Friday, August 14, 2015

Scrollers Preview - Parshat Re'eh 2015

Parashat Re’eh covers a wide-ranging set of laws and rules for the Israelites once they enter the land. First, we are told that the people will pronounce words of blessing and of curses from the top of two mountains when they cross over the Jordan river into the land.

Then we have laws that reflect main principles of Deuteronomy – strict monotheism and the centralization of worship in one location where God will cause God’s name to dwell.

We are told to destroy all sites where idolators used to worship (those idolators whom we have already conquered and dispossessed). According to Deuteronomy, our people up until now have worshiped God at various places. When they enter the Land they are only allowed to worship God at one central location where God will choose to “establish His name.” Because many people will live a significant distance away from this place, the laws about slaughtering for meat are being amended. You no longer have to bring every domestic animal you want to eat to the sanctuary first for slaughter. But you must not eat the blood – pour it out on the ground like water.

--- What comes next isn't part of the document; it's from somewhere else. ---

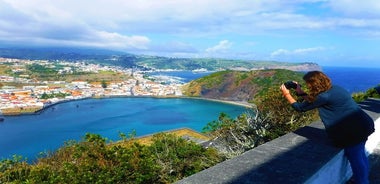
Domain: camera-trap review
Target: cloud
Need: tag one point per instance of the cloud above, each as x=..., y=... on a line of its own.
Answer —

Because “the blood is the life.”

We are warned to protect ourselves from seduction into worshiping other gods by false prophets, dream-interpreters, and even our own family members. God is testing our loyalty through them. They must be put to death. If a town has turned away from God, we need to kill all the inhabitants and destroy the town.

Along the same theme of setting ourselves apart from other peoples, we then have laws of mourning and of kashrut. We are told not to follow the ways of the other peoples, because we are a consecrated people “am kadosh.”

The next section of laws deals more with how we are to treat the poor in our midst. Every seventh year all debts are remitted. We are commanded to help our needy kinsman by giving and loaning to him readily. Included here are laws of indentured servitude and slavery. A postscript tells us to sacrifice all male firstlings. But if it has a defect, you do not sacrifice it but eat it in your settlement – but remember again to pour out the blood first.

Lastly, we have the laws of the Passover sacrifice, of Shavuot and Sukkot, the three pilgrimage festivals, and we are commanded to rejoice!

One of the questions I have this year is about the opening of the parasha – How are we to discern between blessing and curse? Is it so simple to distinguish between these phenomena in our lives?


I also want to spend some time on the section that deals with the poor in our midst. I’ll bring you a section of Talmud that I studied this summer that riffs on the verse in our parasha which says that we must provide “sufficient for his need,” meaning the need of the poor person. The rabbis discuss at length what “sufficient” actually means, and whether to use an objective or subjective standard for determining this.